Overall, there are two types of significance- “statistical significance” and “economic significance.” (I would venture to guess that the latter is called something else in fields other than economics.) Statistical significance answers the question of whether the observed result is unlikely to appear by random chance, and economic significance answers the question of whether the observed result is large enough to have a meaningful impact. Let’s think about statistical significance for now…

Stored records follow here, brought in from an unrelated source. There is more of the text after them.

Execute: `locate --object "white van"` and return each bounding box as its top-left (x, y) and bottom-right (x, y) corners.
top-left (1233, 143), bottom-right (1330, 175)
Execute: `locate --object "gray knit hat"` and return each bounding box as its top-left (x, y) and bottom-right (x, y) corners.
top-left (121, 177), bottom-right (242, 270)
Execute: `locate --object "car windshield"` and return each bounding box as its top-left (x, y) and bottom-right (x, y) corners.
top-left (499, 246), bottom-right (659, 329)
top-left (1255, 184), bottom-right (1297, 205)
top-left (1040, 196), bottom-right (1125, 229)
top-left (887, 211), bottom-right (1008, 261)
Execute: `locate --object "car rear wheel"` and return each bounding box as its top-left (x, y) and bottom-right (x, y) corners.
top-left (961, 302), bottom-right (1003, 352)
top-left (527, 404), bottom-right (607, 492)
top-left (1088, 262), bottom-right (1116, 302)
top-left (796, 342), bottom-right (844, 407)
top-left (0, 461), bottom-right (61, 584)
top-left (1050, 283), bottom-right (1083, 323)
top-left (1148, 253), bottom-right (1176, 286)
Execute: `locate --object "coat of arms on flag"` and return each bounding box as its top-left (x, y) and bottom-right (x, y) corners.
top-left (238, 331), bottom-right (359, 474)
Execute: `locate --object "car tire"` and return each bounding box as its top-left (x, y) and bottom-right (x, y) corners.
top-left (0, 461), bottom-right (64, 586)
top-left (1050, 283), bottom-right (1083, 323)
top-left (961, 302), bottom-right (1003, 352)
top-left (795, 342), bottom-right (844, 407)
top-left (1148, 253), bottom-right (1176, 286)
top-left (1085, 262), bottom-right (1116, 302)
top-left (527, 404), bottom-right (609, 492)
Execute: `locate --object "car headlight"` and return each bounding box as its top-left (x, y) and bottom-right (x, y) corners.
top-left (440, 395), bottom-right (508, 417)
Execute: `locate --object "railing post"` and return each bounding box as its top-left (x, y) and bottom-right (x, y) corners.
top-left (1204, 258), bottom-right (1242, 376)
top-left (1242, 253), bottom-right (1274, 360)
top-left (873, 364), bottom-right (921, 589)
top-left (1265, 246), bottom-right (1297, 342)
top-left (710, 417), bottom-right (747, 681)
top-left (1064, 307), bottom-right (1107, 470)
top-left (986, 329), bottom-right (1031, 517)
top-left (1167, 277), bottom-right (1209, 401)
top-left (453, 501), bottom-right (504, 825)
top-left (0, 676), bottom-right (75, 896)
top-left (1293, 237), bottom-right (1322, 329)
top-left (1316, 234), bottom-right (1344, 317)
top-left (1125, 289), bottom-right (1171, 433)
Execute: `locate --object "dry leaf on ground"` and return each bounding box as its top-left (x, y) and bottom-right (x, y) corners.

If you are trying to answer whether X has an impact on Y, then, on a basic level, your two options for outcomes are “X has no impact on Y” and “X has an impact on Y.” (These options would be called “no” and “yes”, respectively, in normal people terms.) Similarly, if you are trying to answer whether groups X and Y are different, then your two outcome options are “X and Y are not different” and “X and Y are different.” In statistics, we take somewhat of a roundabout approach to drawing positive conclusions about our observed effects or differences in that we do so by rejecting the notion that there isn’t an effect or difference. To this end, the statistical significance of an outcome is reported using something called a p-value, which answers the question “if in reality there were no systematic effect or difference, what is the probability that we would see an outcome this far away from zero by random chance?” Logically, if this probability is very low, we can reject the idea that there is no effect of X on Y or no difference between X and Y. By process of elimination, if we’ve ruled out the possibility that there is no effect or difference, then, well, there must be an effect or difference. See how that works?

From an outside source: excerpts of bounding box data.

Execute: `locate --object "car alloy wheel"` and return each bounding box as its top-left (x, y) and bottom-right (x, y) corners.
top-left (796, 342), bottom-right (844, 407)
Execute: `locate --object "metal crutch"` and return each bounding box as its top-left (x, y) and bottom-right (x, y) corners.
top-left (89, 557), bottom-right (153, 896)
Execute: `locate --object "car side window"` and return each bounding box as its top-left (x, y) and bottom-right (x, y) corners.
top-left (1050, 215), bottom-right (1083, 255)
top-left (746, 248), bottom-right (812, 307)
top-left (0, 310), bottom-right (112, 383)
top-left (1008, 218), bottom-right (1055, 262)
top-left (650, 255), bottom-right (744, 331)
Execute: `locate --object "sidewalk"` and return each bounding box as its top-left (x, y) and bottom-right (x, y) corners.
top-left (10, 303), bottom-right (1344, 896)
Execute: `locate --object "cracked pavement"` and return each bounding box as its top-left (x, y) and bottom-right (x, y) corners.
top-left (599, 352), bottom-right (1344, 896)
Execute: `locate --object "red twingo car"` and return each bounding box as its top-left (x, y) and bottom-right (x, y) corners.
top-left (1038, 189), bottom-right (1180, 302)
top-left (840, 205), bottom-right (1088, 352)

In economics, the typical threshold for an outcome to be considered statistically significant is a p-value of less that 0.05, or 5 percent. In other words, an effect is significant if there is a less than 5 percent chance that the researcher is getting a false positive. Furthermore, academic journals really only want to publish studies that cross this threshold, since apparently “we couldn’t rule out the possibility that there’s no effect here, but please read anyway” doesn’t make for a particularly compelling narrative. (*I* would want to read these papers, but I think I’m pretty alone in my viewpoint.) Therefore, the academic publishing world is more or less like the following:
I would like to point out that the video is not technically correct when the bear-bunny creature on the right says that a p-value just measures whether a sample is large enough. Instead, the p-value reflects both the size of the sample and the magnitude of the effect. In other words, you can achieve statistical significance with a smaller sample if your observed effect is really strong, but if your observed effect is subtle then you’re going to need a lot of data points to convince people that it’s actually there. On a related note, I am more favorable to the use of the p-value standard than is the bear-bunny in the video, but I think that the dialogue illustrates an important point regarding publication bias.

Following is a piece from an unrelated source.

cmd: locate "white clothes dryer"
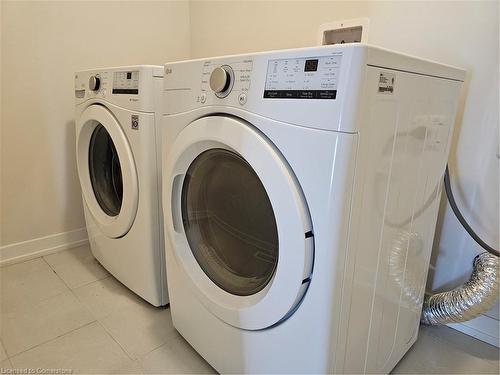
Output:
[162,44,465,373]
[75,66,168,306]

If editors publish only publish papers that pass this test of statistical significance, the readers of these papers cannot assess the true significance of the result. For example, if you were reading a paper that said that the chance of the observed result being a false positive is only 5 percent, wouldn’t you want to know whether there are 19 other similar papers sitting in researchers’ desk drawers collecting dust because they didn’t show a significant result and thus got rejected? If these papers existed, you would probably take the “significant” result with a grain of salt…or perhaps a salt lick. The following from xkcd illustrates the publication bias problem nicely:
Sigh. Think of all those people who avoid green jelly beans just because they don’t understand statistics. (Not to mention those who do so because they still don’t get the correlation vs. causation thing.)
P.S. Now you can also understand what it means to be someone’s statistically significant other.